CogVideo Question: How to run on AMD GPUs? How to enable multi GPU use?

Hi,

thank you for releasing this exciting project! I am trying to run inference on three Instinct MI25 cards with 16GB each, however I end up in an out of memory situation.

For the 2B model: torch.cuda.OutOfMemoryError: HIP out of memory. Tried to allocate 35.31 GiB. GPU

For the 5B model it's the same, but there it tries to allocate over 70GB.
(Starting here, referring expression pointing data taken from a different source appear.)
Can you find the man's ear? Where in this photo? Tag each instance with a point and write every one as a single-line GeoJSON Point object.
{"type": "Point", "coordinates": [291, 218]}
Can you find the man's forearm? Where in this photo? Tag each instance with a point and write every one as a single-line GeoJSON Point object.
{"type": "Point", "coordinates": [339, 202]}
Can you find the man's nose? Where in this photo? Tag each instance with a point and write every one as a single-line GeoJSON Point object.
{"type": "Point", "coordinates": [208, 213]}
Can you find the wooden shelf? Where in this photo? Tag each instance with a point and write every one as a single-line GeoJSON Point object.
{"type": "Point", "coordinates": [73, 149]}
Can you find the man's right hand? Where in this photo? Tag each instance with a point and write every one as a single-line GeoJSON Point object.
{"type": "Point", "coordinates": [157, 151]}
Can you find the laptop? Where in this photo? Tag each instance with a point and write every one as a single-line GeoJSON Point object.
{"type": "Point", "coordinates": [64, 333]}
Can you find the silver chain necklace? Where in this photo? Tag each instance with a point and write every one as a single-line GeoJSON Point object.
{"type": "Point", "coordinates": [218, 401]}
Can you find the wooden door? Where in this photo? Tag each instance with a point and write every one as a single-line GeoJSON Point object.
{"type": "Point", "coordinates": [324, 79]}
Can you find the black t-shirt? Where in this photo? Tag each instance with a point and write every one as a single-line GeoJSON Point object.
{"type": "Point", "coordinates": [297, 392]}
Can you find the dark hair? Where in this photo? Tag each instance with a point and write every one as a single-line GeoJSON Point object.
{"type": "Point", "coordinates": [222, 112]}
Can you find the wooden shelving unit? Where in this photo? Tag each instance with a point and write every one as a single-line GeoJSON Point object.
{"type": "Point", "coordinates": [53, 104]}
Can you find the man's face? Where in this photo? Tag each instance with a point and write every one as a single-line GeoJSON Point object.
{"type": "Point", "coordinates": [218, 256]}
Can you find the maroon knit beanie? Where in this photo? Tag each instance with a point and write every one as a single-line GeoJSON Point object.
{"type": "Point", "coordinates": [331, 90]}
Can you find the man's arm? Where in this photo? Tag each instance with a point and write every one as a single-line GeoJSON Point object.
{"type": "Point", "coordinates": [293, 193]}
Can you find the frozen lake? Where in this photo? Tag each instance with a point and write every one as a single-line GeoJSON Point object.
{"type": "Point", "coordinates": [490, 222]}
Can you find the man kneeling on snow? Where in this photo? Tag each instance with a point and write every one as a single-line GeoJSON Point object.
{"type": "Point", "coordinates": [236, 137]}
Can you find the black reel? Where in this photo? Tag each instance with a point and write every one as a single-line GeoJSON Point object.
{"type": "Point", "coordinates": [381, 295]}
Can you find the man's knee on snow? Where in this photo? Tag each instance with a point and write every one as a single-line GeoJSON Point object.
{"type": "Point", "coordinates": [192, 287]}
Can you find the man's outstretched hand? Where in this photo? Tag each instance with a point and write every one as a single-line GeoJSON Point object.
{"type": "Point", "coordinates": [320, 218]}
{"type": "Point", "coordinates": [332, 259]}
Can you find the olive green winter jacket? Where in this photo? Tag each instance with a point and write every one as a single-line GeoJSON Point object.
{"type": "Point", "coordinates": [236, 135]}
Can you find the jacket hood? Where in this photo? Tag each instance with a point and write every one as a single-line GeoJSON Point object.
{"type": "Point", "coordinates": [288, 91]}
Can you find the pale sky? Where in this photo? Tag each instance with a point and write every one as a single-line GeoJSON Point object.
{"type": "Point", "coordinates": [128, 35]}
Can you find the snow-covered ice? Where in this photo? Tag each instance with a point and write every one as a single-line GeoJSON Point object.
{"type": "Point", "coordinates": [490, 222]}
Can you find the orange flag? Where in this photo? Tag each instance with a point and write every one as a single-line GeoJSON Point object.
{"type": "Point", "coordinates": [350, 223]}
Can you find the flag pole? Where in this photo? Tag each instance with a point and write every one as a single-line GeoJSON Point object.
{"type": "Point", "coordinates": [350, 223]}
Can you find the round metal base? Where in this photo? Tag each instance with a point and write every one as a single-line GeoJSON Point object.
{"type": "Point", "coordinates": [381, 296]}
I am using cli_demo.py and I tried commenting out the CPU offload lines:

--- a/inference/cli_demo.py
+++ b/inference/cli_demo.py
@@ -53,8 +53,8 @@ def generate_video(
 
     # 3. Enable CPU offload for the model, enable tiling.
     # turn off if you have multiple GPUs or enough GPU memory(such as H100) and it will cost less time in inference
-    pipe.enable_model_cpu_offload()
-    pipe.enable_sequential_cpu_offload()
+    #pipe.enable_model_cpu_offload()
+    #pipe.enable_sequential_cpu_offload()
     pipe.vae.enable_slicing()
     pipe.vae.enable_tiling()

With the cpu lines not commented out I do not see other GPUs participating in anything, only GPU0 shows some activity before I run into the OOM situation. with the cpu lines commented out I see that CPU usage gets to 100% while all three GPUs stay idle.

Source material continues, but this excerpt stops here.